Will be arriving at the Port of Cairnryan 2am next Wednesday Anyone know anywhere I could stop to get 4/5 hours sleep before heading heading South to Peterborough


----------



## aultymer (Jun 20, 2006)

bump - someone must know???

I drive past about twice a year but in the car so not looking for parking places.


----------



## erneboy (Feb 8, 2007)

There is a big layby just before you reach Stranraer, I often snatch a kip there but it can be a bit noisy, Alan.
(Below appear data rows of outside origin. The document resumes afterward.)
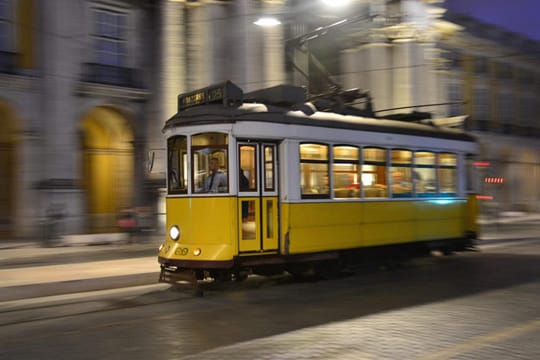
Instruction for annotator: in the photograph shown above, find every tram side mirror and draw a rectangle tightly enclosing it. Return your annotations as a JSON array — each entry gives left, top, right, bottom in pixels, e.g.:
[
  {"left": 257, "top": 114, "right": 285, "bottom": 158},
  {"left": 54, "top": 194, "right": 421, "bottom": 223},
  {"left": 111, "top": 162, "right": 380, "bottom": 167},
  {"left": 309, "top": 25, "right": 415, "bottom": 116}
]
[
  {"left": 147, "top": 151, "right": 155, "bottom": 173},
  {"left": 147, "top": 148, "right": 167, "bottom": 175}
]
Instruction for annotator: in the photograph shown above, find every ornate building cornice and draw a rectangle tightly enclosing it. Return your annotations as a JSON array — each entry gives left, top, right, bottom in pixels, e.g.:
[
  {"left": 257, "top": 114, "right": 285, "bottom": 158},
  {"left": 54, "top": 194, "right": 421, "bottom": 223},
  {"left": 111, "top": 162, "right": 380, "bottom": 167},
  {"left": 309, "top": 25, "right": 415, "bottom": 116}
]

Edit: For quieter places head down towards Portpatrick, along the coast of that little peninsula there are plenty of seaside car parks and it's not far out of your way, Alan.


----------



## Ollie33 (Sep 3, 2011)

Thanks for the replies . One other question Michelin have suggested two routes from Carlisle. M6, M6 toll etc or M6, A1 etc Any suggestions re these routes would be helpful. Will be travelling through the night or from 7am onwards haven,t decided yet


----------



## tailgunner (May 13, 2008)

Come off ferry, turn right... Head into Stranraer.... At roundabout at garage go straight on for about 400 yds...... Wee mini roundabout turn right into big free carpark there..... I've stayed there a few times..... Noone bothers you..... Artics sometimes overnight there too..... It's a huge area, you'll get parked up no bother..... To get A75.... Come out carpark..... Thro roundabout at garage again and take first right then first left..... Well signposted anyway..... Good luck


----------



## tailgunner (May 13, 2008)

And for peterbourgh I would go A75,M6,then A66 to scotch corner and batter down A1 straight to peterbourgh.


----------